SNB signals further interest rate hikes
Swiss National Bank President Jean-Pierre Roth has pointed towards a further increase in interest rates because of the current weak state of the Swiss franc.
While expressing cautious optimism about the state of the Swiss economy, he warned on Friday that the bank would tighten credit further as needed to ensure price stability.
“We remain cautious since the productive resources in our economy are currently more or less fully employed and the Swiss franc has depreciated on the foreign exchange market – thereby tending to make our imports more expensive,” Roth told the bank’s annual general meeting in the Swiss capital Bern.
“We will continue increasing interest rates to the full extent that is necessary in order to preserve price stability in the medium term,” he continued.
A further 25 basis point increase in interest rates – the seventh in a row – is expected at the bank’s quarterly meeting in June.
“Combined with the sustained weakness in the franc, a further rate hike by the SNB in June seems certain,” commented analyst Henrik Gullberg at corporate and investment bank Calyon.
The situation after that remains uncertain, as Roth told a newspaper earlier this week that the need for further increases had become less clear.
Inflation
He says Switzerland’s inflation outlook is positive despite a weak franc.
“The current situation remains comfortable due to the fact that the inflation outlook is moderate and last year’s drop in oil prices is having a favourable impact on the indices,” Roth said.
He told the meeting that he was upbeat about the economy, saying it had grown 2.7 per cent in 2006 – the fastest rate in six years.
“For the current year, the outlook for growth, employment and monetary stability remain very favourable,” said Roth.
Unemployment would continue to fall, supporting consumption, which was already driving the economy, he added.
The president said conditions for exports, the Swiss economy’s main growth driver, remained favourable.
“Recently signs of weakness have been observed in the United States, but a favourable international environment in 2007 can be expected in view of the unchanged vitality of the Asian economy and the recovery of growth in Europe,” he said.
Export boost
The weak Swiss franc had given exporters a boost, Roth told the meeting.
However, he repeated warnings about underestimating the risks of a sudden appreciation of the Swiss franc.
“It would be precipitate to think that the Swiss franc was likely to continue weakening,” Roth said, calling it “paradoxical” that the franc had lost ground against currencies with a far less favourable inflationary outlook.
swissinfo with agencies
Growth forecasts for the Swiss economy in 2007:
BAK Basel Economics: 2.1%
State Secretariat for Economic Affairs (Seco): 2%
Swiss National Bank (SNB): 2%
Institute for Business Cycle Research (KOF): 2.4%
UBS: 1.5%
Credit Suisse Group: 2%
OECD: 2.2%
The Swiss National Bank is celebrating its 100th anniversary this year.
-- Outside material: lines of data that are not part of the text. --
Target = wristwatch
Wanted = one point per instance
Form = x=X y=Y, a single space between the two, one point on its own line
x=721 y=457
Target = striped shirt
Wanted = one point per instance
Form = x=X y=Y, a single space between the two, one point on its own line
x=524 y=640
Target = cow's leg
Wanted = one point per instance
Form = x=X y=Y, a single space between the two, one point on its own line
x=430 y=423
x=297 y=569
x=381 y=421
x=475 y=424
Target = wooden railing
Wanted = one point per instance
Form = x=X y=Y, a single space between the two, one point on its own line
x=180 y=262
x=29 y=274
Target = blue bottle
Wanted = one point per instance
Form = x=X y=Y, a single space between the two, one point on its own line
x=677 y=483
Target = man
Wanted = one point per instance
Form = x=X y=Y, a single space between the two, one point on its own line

It has faced several difficult periods, according to Roth.
The First World War meant financing military expenditure. After the war, social disruption and the high level of inflation were attributed to monetary management failure.
This had a lasting effect on the SNB and mostly accounted for the orthodoxy of the policies that ensued, said Roth.
The SNB restored the gold standard in 1924, but the country was affected by the 1930s financial crisis. The post-Second World War years were more prosperous.
The transition to sustained floating for the Swiss franc after 1973 was “definitely” the most important change of direction in the monetary policy strategy pursued by the bank in its 100 years of existence, he said.
Since then, the SNB had had to learn to operate with floating and to conduct an independent monetary policy.